I assume you mean because it's damning with faint praise.  Kindof like "you won't completely bomb the test."

Quote
These things only betray what oppressive, normative attitudes the person already holds which do not take into account that "trans =/= ugly" or "woman =/= stupid".

Just to be clear, this is not a response to any attitude I hold. I know that mathematicians often take a problem and convert it to a solved problem, then solve it. I halfway feel like some people on this board have pegged me as an enemy and then decided that my statements should be converted somehow into statements similar to those of known enemies so that they can thereby be dismissed. It's the whole 'converting my statements into things I didn't say' which aggravates me.

Quote
You said a character "doesn't seem female" and went on to talk about how none of the women you know behave like that, therefore it is nonsensical for there to be a woman who does.

Where are you getting the " therefore it is nonsensical for there to be a woman who does." Please quote the line.

Hint: I didn't say that. The first part, sure. The second part?
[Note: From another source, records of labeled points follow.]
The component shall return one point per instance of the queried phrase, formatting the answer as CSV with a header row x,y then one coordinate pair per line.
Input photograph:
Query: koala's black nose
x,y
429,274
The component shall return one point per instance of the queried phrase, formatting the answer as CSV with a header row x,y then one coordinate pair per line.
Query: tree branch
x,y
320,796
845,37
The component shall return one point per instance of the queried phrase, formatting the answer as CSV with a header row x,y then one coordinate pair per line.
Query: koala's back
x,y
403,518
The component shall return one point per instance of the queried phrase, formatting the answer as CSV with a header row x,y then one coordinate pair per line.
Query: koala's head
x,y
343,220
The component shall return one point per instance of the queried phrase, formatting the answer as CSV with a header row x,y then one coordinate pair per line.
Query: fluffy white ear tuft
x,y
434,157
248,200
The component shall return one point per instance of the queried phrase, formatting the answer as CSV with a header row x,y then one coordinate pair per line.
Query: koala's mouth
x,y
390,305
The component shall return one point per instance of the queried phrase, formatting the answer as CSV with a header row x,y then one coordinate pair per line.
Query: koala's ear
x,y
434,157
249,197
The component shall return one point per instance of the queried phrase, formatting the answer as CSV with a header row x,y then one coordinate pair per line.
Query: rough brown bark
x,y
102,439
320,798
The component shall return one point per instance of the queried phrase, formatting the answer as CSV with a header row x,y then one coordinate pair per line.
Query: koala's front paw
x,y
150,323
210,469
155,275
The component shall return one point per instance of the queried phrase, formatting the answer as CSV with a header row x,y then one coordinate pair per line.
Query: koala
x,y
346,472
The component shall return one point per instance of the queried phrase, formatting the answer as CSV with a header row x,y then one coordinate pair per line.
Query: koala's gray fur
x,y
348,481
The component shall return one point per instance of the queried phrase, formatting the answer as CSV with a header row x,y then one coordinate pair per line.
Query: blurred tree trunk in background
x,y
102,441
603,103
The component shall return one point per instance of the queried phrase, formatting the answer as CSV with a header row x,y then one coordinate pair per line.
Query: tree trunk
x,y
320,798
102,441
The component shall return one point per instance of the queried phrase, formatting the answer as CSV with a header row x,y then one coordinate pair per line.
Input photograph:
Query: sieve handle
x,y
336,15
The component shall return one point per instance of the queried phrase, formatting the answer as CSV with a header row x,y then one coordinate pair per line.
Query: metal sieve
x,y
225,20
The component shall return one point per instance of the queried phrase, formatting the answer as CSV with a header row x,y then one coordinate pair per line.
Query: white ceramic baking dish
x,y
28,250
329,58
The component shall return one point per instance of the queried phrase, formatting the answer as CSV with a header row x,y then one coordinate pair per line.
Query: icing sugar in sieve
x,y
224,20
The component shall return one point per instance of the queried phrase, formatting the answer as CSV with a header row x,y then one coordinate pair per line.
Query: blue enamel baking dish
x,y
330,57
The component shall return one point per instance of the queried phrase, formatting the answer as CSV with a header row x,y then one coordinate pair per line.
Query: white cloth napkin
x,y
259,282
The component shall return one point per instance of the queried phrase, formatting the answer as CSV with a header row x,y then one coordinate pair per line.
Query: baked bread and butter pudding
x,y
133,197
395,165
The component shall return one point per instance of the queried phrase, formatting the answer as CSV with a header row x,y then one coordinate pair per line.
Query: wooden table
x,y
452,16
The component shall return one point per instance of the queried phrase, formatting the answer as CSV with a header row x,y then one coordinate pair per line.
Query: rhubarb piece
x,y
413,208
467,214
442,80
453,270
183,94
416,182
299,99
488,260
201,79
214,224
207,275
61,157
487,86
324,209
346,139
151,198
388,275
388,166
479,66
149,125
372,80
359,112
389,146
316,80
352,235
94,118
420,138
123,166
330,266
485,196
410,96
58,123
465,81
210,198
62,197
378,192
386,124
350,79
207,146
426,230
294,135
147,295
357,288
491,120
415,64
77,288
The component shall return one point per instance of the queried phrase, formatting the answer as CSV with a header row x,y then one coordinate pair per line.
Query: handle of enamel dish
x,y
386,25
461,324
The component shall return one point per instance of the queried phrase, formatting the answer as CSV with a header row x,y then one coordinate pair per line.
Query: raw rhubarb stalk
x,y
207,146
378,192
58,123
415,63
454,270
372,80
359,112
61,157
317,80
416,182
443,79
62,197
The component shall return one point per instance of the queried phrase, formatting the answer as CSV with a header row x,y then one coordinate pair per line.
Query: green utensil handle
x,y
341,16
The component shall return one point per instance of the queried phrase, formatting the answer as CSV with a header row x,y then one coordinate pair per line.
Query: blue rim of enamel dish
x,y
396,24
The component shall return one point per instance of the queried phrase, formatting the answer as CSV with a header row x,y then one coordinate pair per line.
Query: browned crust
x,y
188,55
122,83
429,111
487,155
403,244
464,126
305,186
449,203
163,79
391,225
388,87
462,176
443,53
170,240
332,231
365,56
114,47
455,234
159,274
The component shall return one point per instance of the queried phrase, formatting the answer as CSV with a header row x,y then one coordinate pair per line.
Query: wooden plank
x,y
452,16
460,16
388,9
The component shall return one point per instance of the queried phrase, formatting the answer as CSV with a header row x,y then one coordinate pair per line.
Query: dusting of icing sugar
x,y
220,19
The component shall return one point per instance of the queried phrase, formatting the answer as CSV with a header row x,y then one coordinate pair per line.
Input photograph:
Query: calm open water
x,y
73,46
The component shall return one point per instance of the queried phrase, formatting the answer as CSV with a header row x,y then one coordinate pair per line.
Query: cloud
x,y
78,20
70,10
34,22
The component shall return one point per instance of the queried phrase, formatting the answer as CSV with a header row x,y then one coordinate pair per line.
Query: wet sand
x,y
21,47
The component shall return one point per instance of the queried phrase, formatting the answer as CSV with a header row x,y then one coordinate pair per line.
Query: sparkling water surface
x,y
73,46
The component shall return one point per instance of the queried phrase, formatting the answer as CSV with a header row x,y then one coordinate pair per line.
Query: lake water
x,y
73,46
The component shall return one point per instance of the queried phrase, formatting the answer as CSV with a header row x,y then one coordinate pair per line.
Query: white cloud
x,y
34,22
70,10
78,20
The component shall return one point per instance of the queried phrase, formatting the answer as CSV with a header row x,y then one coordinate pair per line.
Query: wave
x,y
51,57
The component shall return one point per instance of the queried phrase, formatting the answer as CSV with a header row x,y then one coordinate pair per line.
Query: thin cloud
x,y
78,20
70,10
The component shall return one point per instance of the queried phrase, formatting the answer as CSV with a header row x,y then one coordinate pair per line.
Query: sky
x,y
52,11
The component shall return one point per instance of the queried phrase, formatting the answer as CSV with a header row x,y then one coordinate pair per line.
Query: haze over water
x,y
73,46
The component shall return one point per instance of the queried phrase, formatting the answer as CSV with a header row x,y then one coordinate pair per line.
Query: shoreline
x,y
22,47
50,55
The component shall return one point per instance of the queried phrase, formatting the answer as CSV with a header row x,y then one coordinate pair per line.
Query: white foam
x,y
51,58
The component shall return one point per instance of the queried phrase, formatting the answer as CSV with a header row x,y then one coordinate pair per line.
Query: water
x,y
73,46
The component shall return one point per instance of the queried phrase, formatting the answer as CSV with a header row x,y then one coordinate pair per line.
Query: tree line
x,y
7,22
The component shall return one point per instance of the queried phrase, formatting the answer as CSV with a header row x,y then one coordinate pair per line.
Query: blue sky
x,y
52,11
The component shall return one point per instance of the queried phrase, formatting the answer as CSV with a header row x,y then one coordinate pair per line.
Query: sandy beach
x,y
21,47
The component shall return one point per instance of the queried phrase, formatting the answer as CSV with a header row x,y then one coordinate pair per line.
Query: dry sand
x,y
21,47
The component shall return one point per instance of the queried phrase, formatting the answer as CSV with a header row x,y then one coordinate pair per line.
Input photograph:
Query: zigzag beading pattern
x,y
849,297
No, you're making that up.

Quote
That it warrants extra scrutiny for falling outside of your norms (but apparently you're not being normative about it)

Yes. Put in more mundane terms; unusual is not the same as bad. Why is this so confusing? Do you associate conformity with being good?

Quote
and statistical correlations are not determinants.

Never once said they were. Quite the opposite. Multiple times. Who are you arguing with?


Quote
And stop trying to play the "Those damn marginalized people are trying to censor my opinions and free speech AND EVEN MY VERY THOUGHTS :cry: " card.

If you tell me one more time that my beliefs are a game, I will tell you that your beliefs are a game. I suspect you will take it
much worse than I have. Consider treating others as you would like to be treated. Being "marginalized" does not excuse you from that. 

If you want to tell me that you're okay with whatever I say and whatever I think, so long as it's based on evidence and some measure of compassion, by all means say that. Or, if you're not okay with that then... hey, if the shoe fits don't complain about being asked to wear it.

Quote
People don't have an unalienable right to be liked.

I never said I cared strongly if anyone liked me. Just the opposite. I said I'd rather believe what I think is true, but that I was amenable to persuasion that my beliefs were untrue. What I object to is an argument of the form "If you believe X then we will not like you, so you should not believe x." People try that sometimes. It doesn't work so well with me. But I'm open to persuasion, all the same.
Quote
associated with male primary and secondary sexual characteristics.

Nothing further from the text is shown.